An increasing number of people with others' documents have been caught at U.S. border in recent years as a result of improved technology and intensified crackdown on illegal crossings, U.S. media reported Wednesday.
U.S. Customs and Border Protection (CBP) has reported a rise in so-called imposters -- someone who uses other person's legitimate documents to enter the country illegally -- and fraudulent document cases in the U.S. ports of entry in recent years, according to the newspaper Houston Chronicle.
The number of people caught at the U.S. ports with fraudulent, stolen or purchased documents increased from about 23,500 in 2006 to more than 28,000 in 2008, an increase of about 19 percent, the newspaper quoted CBP data as reporting.

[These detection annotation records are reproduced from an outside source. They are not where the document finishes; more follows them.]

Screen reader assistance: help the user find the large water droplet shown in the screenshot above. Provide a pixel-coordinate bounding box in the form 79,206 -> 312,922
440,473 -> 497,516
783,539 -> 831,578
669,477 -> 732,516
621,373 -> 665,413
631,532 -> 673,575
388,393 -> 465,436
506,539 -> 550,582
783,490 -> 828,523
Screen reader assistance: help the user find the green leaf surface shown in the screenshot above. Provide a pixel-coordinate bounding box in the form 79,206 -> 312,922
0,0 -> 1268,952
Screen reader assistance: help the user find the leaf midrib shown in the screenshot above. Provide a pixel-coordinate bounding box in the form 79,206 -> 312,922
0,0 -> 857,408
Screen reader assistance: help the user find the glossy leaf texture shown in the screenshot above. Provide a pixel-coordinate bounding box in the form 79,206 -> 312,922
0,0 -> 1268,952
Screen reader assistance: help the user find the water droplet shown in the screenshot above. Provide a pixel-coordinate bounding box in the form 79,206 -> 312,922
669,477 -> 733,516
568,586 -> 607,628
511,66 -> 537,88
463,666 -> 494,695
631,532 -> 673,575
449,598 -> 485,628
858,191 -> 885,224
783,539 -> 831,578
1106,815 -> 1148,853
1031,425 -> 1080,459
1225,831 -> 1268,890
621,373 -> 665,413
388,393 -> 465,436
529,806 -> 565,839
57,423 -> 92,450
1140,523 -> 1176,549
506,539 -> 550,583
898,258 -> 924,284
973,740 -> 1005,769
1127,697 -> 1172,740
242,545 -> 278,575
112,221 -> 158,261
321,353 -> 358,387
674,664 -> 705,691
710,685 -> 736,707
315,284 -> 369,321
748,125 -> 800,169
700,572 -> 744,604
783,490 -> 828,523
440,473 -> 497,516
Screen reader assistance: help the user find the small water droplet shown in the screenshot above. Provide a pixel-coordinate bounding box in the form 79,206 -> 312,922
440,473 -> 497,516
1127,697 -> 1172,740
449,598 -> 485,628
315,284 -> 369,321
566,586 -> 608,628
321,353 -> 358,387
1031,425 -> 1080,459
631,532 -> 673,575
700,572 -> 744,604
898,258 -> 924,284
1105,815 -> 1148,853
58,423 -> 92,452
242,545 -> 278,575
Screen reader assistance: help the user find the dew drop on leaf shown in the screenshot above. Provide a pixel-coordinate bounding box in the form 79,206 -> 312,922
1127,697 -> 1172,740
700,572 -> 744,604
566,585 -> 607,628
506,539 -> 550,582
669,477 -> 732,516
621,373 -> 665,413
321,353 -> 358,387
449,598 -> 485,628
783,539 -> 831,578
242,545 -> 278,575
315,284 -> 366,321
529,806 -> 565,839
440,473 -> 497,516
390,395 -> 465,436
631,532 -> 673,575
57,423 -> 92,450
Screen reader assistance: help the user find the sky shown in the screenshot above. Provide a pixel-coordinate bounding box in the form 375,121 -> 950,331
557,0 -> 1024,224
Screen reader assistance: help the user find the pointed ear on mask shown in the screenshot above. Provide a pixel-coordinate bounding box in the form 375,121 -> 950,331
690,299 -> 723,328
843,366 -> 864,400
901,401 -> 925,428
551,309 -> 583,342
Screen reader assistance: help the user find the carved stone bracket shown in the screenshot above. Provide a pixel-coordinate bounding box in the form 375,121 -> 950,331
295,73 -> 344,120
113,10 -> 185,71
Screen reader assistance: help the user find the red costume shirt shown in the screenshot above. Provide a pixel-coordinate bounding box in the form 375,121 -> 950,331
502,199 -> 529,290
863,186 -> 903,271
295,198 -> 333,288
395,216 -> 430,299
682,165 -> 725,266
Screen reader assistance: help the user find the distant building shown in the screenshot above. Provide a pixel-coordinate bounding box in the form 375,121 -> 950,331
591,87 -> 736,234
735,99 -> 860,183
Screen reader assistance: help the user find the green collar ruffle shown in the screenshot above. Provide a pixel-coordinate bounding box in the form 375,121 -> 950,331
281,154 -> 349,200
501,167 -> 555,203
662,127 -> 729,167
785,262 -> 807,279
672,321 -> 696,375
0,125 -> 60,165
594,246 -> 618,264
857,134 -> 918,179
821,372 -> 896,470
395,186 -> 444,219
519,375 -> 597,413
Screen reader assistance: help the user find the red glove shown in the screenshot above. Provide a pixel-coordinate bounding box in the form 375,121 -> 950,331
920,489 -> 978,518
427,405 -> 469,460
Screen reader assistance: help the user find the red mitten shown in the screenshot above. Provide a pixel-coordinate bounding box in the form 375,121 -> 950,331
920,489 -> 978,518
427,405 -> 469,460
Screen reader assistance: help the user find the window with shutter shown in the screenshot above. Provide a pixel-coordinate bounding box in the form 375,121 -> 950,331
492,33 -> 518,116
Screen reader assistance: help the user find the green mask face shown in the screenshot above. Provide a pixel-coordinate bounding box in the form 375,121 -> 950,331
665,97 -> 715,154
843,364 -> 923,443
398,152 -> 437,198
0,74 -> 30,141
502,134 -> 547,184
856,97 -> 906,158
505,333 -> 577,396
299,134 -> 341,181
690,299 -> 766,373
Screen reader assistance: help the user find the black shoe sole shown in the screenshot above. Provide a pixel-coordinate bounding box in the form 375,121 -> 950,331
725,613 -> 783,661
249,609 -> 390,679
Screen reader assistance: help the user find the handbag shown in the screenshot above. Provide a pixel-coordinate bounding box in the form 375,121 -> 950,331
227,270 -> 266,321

About 90 percent of cases involved documents seized at ports of entry from imposters with legitimate documents, such as U.S. passports, green cards and border crossing cards, CBP officials said.
With enhanced document security and advancement of biometric technology, many illegal immigrants and smugglers choose to use genuine documents from someone else rather than attempting to create counterfeit identification, Warren Burr, a CBP official, was quoted by Houston Chronicle as saying.
William Molaski, director of the U.S. port of entry in El Paso, Texas, attributed the increase in seizure of fraudulent and imposter documents to such factors as improved technology and training at the ports, increased border enforcement and a reduction in the number of acceptable identification documents travelers can use to enter the country.